What Ever Happened to the News?: How the Internet Transformed Ephemera into Journalism

What Ever Happened to the News?: How the Internet Transformed Ephemera into Journalism August 18, 2015

papers2.001I’m finding it harder and harder to read the news these days. Mostly I cycle through the sites I used to care about, glancing at headlines and thinking to myself how inane and ridiculous it has become. There’s an interesting article in The New York Times on the topic. It’s written by Ravi Somaiya, and it manages to be self-critical, even as the NYT is one of the few national publications left that actually tries to hold to some semblance of dignity. The article is called, “Where Clicks Reign, Audience is King,”and it’s worth reading.

Here’s a short excerpt:

Most within the industry prefer to talk about the top third of the iceberg: the substantive, original work that both old and new media pursue. And most agree, at least, that news organizations must now aim to reach the widest possible audience. Even outlets, like The New York Times, with robust online subscription bases must increase their audiences on the web and try to convert more to paying readers. For newspapers and magazines, which must make up for increasing losses in print advertising and circulation, the need is even more urgent.

That, Mr. Topolsky said, means that the news industry must churn out stories that are the equivalent of blockbuster superhero franchises, with mass-audience appeal, but light on nuance and creative risk.

“I think that we have, in trying to attack the totality of possible eyeballs on the Internet, lost the things that make publications great,” he said.

The shift is, perhaps inevitably, rooted in money… every publication now requires a greater number of readers to make ends meet. And perhaps the greatest potential resource are the billions who have turned to social media as a faster portal for information. That means journalists must now compete with entertainment, quizzes, gossip and baby pictures. The weapon of choice is often emotion. Specialists optimize and test multiple headlines and pictures. If they land on a successful formula — asking a provocative question, hinting at a profound experience, including a celebrity name — it is quickly echoed by other outlets.

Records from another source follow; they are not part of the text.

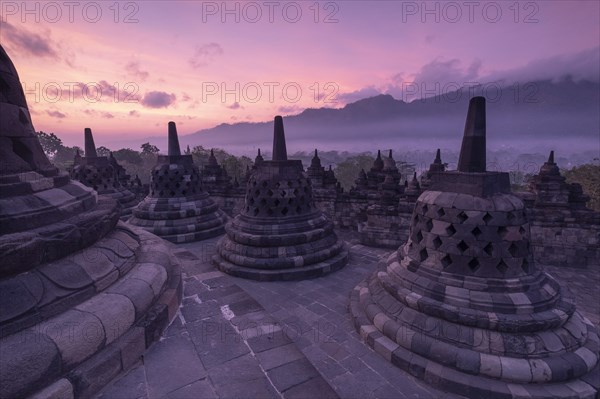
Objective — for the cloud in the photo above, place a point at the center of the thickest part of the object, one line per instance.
(158, 99)
(133, 68)
(56, 114)
(583, 65)
(205, 54)
(356, 95)
(95, 92)
(28, 43)
(450, 71)
(102, 114)
(235, 105)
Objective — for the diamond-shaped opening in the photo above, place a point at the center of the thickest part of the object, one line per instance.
(488, 249)
(473, 264)
(419, 237)
(487, 217)
(450, 230)
(502, 231)
(513, 250)
(502, 267)
(446, 261)
(525, 265)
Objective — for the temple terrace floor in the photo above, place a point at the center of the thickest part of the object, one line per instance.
(249, 339)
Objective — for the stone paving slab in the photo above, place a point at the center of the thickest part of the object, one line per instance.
(243, 338)
(222, 344)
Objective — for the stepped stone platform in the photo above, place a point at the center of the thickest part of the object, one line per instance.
(178, 208)
(463, 306)
(82, 295)
(280, 234)
(100, 174)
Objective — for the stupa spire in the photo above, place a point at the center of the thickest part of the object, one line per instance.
(279, 149)
(90, 147)
(173, 140)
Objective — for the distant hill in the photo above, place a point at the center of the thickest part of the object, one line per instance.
(541, 111)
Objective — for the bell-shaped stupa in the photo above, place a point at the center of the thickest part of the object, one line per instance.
(280, 234)
(100, 174)
(177, 208)
(463, 306)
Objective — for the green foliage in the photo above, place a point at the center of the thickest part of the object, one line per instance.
(149, 149)
(347, 171)
(50, 143)
(588, 176)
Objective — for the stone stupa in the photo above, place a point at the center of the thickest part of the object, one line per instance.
(100, 174)
(463, 306)
(82, 295)
(177, 208)
(280, 233)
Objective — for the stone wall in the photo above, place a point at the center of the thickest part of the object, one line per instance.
(231, 203)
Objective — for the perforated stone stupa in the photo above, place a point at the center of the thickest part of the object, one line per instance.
(100, 174)
(82, 295)
(463, 306)
(177, 208)
(280, 234)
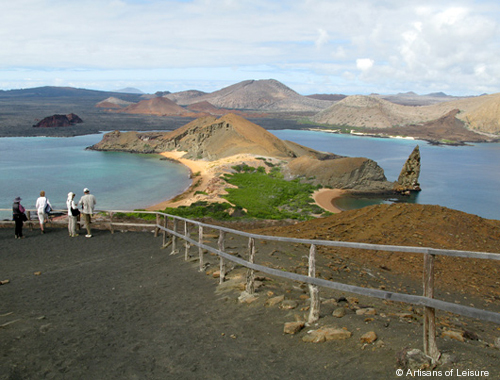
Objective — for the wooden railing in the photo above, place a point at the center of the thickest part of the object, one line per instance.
(427, 300)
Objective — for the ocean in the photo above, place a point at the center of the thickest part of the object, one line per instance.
(464, 178)
(59, 165)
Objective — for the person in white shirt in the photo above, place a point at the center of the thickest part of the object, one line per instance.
(70, 204)
(41, 208)
(88, 203)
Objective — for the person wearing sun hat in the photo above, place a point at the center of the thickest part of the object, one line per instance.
(88, 202)
(19, 216)
(72, 208)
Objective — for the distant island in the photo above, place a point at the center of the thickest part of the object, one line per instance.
(212, 146)
(437, 117)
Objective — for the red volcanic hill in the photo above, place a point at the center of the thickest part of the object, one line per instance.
(206, 108)
(58, 121)
(157, 106)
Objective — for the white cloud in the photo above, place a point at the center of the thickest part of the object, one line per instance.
(364, 64)
(416, 45)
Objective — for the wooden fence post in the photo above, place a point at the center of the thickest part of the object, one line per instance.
(174, 239)
(200, 250)
(157, 230)
(250, 287)
(313, 289)
(186, 243)
(164, 232)
(430, 346)
(111, 222)
(28, 215)
(222, 269)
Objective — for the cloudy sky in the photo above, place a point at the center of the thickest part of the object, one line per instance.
(312, 46)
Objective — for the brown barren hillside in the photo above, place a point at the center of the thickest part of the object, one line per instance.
(212, 139)
(481, 113)
(157, 106)
(263, 95)
(204, 138)
(411, 225)
(373, 112)
(113, 103)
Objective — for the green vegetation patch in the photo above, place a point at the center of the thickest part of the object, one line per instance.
(259, 195)
(270, 196)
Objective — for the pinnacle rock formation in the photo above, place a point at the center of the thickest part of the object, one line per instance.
(408, 178)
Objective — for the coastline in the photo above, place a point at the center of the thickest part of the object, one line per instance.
(207, 186)
(324, 198)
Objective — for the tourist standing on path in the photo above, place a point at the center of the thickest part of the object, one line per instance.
(88, 202)
(19, 216)
(41, 208)
(72, 214)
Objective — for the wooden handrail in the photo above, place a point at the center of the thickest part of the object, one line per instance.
(427, 300)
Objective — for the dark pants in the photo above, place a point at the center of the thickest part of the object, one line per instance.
(19, 225)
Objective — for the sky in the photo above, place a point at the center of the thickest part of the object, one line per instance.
(312, 46)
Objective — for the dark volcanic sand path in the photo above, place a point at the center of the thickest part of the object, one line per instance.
(118, 307)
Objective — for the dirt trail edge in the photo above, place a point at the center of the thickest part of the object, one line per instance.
(117, 306)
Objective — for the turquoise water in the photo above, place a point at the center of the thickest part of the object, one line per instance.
(465, 178)
(462, 178)
(59, 165)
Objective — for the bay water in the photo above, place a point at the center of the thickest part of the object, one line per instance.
(465, 178)
(119, 181)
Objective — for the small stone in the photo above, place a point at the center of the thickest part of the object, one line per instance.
(247, 298)
(453, 335)
(352, 300)
(326, 334)
(366, 311)
(293, 327)
(330, 301)
(275, 300)
(497, 342)
(339, 312)
(369, 337)
(413, 359)
(289, 304)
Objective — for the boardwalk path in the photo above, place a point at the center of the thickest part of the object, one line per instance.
(118, 307)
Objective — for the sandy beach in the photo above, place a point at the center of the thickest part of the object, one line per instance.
(207, 183)
(324, 198)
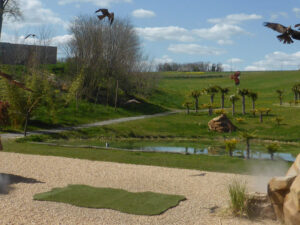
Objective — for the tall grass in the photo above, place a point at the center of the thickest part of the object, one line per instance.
(238, 198)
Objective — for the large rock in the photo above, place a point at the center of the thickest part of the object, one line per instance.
(278, 188)
(295, 168)
(221, 124)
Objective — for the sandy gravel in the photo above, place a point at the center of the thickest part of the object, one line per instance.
(202, 192)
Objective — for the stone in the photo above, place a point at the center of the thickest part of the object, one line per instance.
(278, 188)
(259, 206)
(221, 124)
(291, 214)
(295, 168)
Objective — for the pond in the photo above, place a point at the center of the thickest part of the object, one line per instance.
(215, 151)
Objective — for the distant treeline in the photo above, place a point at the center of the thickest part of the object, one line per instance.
(190, 67)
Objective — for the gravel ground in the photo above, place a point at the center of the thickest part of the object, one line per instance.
(202, 192)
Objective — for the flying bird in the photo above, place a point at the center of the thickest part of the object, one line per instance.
(236, 77)
(287, 33)
(14, 82)
(32, 35)
(107, 14)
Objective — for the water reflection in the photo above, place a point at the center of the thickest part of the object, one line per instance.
(212, 150)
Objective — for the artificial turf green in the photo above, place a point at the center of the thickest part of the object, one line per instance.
(141, 203)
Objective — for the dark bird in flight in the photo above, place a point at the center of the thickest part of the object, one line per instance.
(32, 35)
(107, 14)
(287, 33)
(236, 77)
(14, 82)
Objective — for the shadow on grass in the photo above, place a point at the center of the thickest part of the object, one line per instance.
(137, 203)
(7, 179)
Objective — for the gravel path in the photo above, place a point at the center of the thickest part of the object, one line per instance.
(202, 192)
(6, 136)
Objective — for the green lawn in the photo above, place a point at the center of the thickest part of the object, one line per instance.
(142, 203)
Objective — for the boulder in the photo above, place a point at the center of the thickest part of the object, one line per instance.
(278, 188)
(221, 124)
(284, 194)
(295, 168)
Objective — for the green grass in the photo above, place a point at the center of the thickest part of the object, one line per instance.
(142, 203)
(223, 164)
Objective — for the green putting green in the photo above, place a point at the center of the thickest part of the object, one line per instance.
(142, 203)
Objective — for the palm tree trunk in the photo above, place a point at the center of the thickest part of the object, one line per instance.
(222, 103)
(280, 99)
(248, 148)
(1, 15)
(243, 103)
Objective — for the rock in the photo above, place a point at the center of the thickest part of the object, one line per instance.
(291, 214)
(295, 168)
(221, 124)
(278, 188)
(259, 206)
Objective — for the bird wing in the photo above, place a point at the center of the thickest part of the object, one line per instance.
(27, 36)
(297, 25)
(285, 38)
(276, 26)
(295, 34)
(101, 17)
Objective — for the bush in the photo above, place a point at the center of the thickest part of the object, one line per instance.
(4, 116)
(238, 197)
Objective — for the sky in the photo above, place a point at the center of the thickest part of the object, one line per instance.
(230, 32)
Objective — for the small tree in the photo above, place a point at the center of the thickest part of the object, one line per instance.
(223, 91)
(196, 94)
(272, 148)
(243, 92)
(187, 105)
(261, 112)
(209, 107)
(233, 99)
(278, 120)
(230, 145)
(247, 137)
(212, 91)
(253, 96)
(280, 95)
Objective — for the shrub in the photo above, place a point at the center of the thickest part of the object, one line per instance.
(4, 115)
(239, 119)
(238, 197)
(220, 111)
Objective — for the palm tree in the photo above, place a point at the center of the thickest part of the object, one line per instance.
(187, 105)
(272, 148)
(247, 137)
(196, 94)
(230, 145)
(224, 91)
(212, 90)
(233, 99)
(280, 95)
(261, 113)
(253, 96)
(243, 92)
(295, 89)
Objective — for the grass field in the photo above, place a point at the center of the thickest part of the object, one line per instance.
(143, 203)
(222, 164)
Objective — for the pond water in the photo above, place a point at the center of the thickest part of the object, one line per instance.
(255, 154)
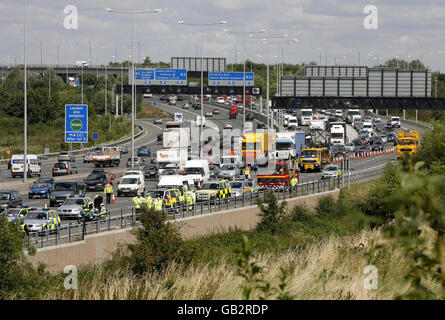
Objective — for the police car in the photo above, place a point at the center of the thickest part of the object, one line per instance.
(72, 207)
(211, 190)
(40, 220)
(12, 214)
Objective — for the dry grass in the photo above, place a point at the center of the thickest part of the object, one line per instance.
(328, 269)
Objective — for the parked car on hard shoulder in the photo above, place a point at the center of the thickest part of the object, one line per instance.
(66, 156)
(64, 168)
(88, 157)
(158, 120)
(10, 198)
(138, 162)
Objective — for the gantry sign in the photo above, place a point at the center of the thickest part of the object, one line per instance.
(343, 87)
(173, 89)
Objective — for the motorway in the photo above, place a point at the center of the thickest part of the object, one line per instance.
(149, 139)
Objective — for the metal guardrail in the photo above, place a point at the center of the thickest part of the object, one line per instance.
(47, 156)
(76, 231)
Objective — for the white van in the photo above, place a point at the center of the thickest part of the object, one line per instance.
(131, 185)
(198, 170)
(17, 165)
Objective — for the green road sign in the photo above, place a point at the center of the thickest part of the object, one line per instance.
(76, 124)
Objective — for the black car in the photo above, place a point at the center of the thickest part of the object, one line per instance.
(96, 181)
(377, 145)
(10, 198)
(151, 171)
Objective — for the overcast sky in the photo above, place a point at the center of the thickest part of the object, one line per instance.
(405, 28)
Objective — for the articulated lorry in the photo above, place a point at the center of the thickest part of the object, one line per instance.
(313, 159)
(338, 133)
(109, 156)
(289, 144)
(407, 142)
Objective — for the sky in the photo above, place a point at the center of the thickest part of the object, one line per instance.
(331, 30)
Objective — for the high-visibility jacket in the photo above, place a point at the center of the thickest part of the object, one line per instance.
(157, 204)
(149, 201)
(108, 188)
(189, 196)
(137, 202)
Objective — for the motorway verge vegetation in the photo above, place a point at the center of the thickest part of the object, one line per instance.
(148, 111)
(46, 110)
(380, 240)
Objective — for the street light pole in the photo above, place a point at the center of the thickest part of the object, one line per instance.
(25, 116)
(201, 25)
(132, 13)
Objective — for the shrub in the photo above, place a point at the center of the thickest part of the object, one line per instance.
(327, 206)
(158, 244)
(272, 213)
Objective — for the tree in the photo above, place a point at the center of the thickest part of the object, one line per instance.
(272, 213)
(158, 244)
(419, 228)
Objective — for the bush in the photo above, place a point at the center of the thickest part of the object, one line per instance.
(158, 244)
(328, 207)
(272, 213)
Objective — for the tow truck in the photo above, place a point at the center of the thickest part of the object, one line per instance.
(407, 142)
(313, 159)
(280, 179)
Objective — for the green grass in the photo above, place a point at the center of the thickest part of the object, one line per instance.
(41, 136)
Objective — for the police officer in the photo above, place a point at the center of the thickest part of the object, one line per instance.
(103, 211)
(247, 172)
(189, 197)
(137, 201)
(294, 182)
(149, 201)
(21, 224)
(158, 204)
(108, 190)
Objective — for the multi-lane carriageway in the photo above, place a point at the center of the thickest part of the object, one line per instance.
(149, 138)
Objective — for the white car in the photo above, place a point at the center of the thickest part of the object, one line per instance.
(220, 100)
(131, 185)
(395, 122)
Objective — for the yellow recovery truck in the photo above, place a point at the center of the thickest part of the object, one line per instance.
(313, 159)
(407, 142)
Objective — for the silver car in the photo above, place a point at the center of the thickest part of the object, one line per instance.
(228, 171)
(72, 207)
(330, 171)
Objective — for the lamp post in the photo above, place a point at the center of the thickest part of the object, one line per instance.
(250, 35)
(201, 25)
(25, 115)
(132, 13)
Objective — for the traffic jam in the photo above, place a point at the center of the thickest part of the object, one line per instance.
(176, 174)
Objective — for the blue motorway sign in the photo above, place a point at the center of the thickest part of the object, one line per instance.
(76, 123)
(144, 74)
(230, 76)
(171, 74)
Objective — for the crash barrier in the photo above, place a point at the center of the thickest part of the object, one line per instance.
(127, 217)
(47, 156)
(363, 155)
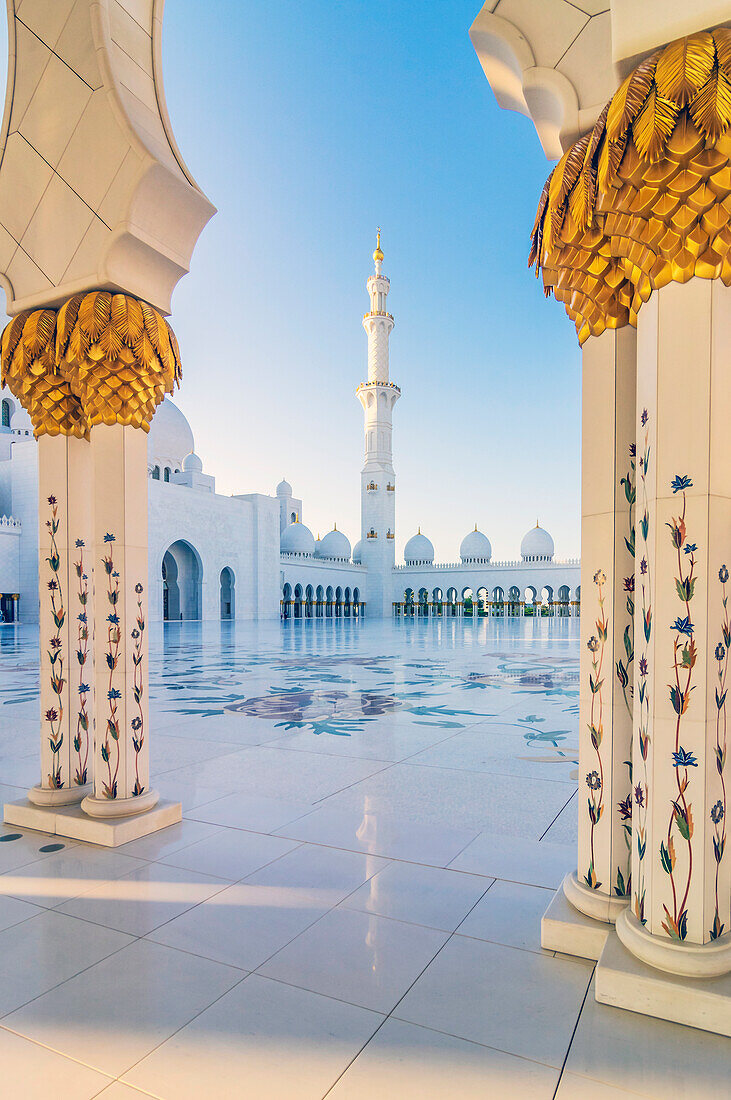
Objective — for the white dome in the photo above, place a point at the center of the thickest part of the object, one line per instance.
(475, 547)
(169, 438)
(335, 545)
(297, 538)
(191, 464)
(419, 550)
(536, 545)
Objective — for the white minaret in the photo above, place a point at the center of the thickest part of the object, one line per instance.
(378, 396)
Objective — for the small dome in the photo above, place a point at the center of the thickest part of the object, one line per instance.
(335, 545)
(536, 545)
(169, 437)
(191, 464)
(419, 550)
(475, 547)
(297, 538)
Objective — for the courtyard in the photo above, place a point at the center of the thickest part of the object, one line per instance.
(376, 815)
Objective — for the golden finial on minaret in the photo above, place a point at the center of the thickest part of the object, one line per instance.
(378, 254)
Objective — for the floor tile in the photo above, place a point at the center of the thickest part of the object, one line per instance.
(145, 899)
(652, 1057)
(244, 924)
(403, 1062)
(519, 860)
(509, 913)
(230, 854)
(428, 895)
(263, 1040)
(517, 1001)
(121, 1009)
(66, 875)
(357, 957)
(48, 948)
(251, 812)
(380, 835)
(33, 1073)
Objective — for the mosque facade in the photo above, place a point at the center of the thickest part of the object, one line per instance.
(251, 556)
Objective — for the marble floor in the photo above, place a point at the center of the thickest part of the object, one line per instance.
(375, 816)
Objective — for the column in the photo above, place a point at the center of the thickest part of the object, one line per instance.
(679, 916)
(66, 620)
(120, 602)
(599, 887)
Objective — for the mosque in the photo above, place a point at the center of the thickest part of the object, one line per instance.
(250, 556)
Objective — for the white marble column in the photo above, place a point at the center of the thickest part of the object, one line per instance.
(66, 620)
(679, 917)
(600, 884)
(120, 598)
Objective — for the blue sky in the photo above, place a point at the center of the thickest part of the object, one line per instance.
(308, 124)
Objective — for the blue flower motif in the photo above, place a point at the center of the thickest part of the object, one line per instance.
(680, 482)
(683, 759)
(683, 626)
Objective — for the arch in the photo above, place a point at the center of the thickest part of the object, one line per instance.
(228, 582)
(183, 582)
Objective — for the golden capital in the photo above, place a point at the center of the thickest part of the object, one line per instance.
(641, 200)
(101, 359)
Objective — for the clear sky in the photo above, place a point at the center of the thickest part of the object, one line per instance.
(308, 124)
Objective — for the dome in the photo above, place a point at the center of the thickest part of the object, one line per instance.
(191, 464)
(419, 550)
(297, 538)
(169, 438)
(335, 545)
(536, 545)
(475, 547)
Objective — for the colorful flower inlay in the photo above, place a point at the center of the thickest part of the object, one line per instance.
(81, 736)
(113, 694)
(680, 824)
(596, 645)
(718, 810)
(55, 714)
(139, 719)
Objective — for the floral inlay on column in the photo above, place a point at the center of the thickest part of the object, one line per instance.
(641, 788)
(684, 661)
(81, 736)
(113, 694)
(718, 810)
(55, 714)
(596, 645)
(139, 721)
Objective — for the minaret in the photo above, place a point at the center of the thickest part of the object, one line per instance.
(378, 396)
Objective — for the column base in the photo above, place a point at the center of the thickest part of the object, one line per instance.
(565, 930)
(65, 796)
(112, 809)
(599, 906)
(626, 982)
(688, 960)
(74, 823)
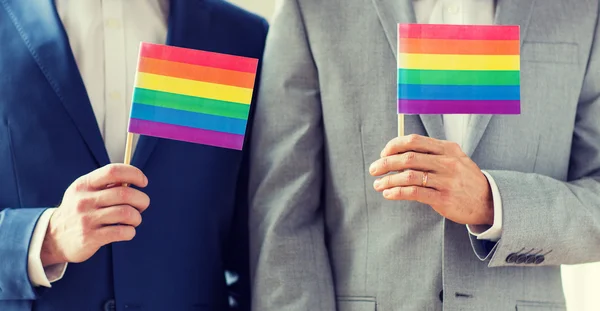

It is hard to separate human behavior from the behavior of the algorithms that drive Facebook and Google, said Jon Kleinberg, a computer scientist at Cornell University who has done research on social and information networks. But some research has suggested that the web might just be recording existing aspects of human behavior. Undigested comments that people might have made to colleagues or friends but later thought better of are now written down as journalism, and “get indexed and archived in the same way as a serious news story.” It is a phenomenon that is seen across the web, Mr. Kleinberg said.

All of this to say that I sometimes wonder if the actual printed on paper newspaper might be the only thing that stands between us and oblivion.